“I can’t get people interested in helping me with my idea. What can I do?”
That was the question posed to me recently at a leadership discussion I hosted at a local in-person event.
Individual contributors and first-line managers often ask similar questions as they try to gain cross-organizational support from for their ideas and perspectives.
Many try to escalate the decision up the “chain of command” until someone in authority forces the decision. But that approach is rarely successful.
Building consensus, reaching agreement, forming coalitions … These almost never happen by force.
In any organization, there are generally three kinds of influence you can exert:
This is by far the most powerful form of influence. People want to cooperate with people they know, like, and trust. Dale Carnegie wrote, “You can make more friends in two months by becoming interested in other people than you can in two years by trying to get other people interested in you.”
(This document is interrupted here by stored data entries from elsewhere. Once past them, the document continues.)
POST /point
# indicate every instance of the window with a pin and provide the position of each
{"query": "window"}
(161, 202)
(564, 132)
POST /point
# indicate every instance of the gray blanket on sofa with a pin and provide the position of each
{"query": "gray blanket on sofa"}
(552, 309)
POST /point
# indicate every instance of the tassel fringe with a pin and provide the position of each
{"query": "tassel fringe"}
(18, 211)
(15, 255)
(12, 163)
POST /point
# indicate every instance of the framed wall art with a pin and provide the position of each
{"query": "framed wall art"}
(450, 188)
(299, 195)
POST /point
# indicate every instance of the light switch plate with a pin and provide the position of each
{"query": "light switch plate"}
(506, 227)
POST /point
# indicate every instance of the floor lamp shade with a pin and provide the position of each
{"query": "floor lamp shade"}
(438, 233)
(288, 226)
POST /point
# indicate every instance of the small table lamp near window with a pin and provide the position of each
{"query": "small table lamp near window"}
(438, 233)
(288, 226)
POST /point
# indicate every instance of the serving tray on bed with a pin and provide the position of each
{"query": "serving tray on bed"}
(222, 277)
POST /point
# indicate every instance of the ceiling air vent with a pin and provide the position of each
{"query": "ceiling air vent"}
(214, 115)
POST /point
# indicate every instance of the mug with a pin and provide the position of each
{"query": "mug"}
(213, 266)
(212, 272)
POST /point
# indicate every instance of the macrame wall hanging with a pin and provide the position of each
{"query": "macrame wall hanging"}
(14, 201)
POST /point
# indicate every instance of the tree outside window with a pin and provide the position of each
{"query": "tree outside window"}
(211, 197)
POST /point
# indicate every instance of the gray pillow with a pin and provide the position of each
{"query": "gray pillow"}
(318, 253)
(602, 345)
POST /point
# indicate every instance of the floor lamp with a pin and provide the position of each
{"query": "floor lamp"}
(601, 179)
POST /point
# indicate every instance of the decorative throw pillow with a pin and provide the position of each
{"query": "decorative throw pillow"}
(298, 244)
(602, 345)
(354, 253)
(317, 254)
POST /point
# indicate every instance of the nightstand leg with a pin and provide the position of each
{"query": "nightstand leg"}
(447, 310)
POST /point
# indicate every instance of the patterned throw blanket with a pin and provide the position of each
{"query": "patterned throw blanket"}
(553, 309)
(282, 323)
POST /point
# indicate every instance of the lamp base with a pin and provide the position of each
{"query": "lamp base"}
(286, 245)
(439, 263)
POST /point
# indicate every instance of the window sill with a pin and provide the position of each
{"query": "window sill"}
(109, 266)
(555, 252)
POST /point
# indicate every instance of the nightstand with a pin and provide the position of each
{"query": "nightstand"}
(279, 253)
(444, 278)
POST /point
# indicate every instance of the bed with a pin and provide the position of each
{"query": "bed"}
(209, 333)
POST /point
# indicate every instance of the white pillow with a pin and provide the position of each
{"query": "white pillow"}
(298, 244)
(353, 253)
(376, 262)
And those friendships go both ways… The stronger your relationships are with others, the more you’ll understand their concerns, and the better your ideas will be.
When you don’t have a solid relationship with the people you want to convince, they may agree to follow your lead when they trust your expertise. Having a visible track record of success with the kind of proposal you’re making can draw people to your idea.
The influence of last resort is your role, position, or title. Interestingly, the more often you rely on the power of your position of authority, the less effective that influence becomes. “Because I said so” tends to communicate that you care about your own interests more than other people’s and that you aren’t able to explain the logic of your decision.
Architects and Senior Staff Engineers may need to flex their expertise power to encourage acceptance of sweeping changes that reach multiple departments and influence people they know only by name.
Executives may need to rely on their position to enforce policies that are as necessary as they are distasteful, such as for security, legal compliance or when a satisfactory explanation would violate legitimate confidentiality concerns.
But the earlier you can start building positive relationships with people outside of your department, the stronger influence you’ll be able to have when you’re ready to propose your ideas.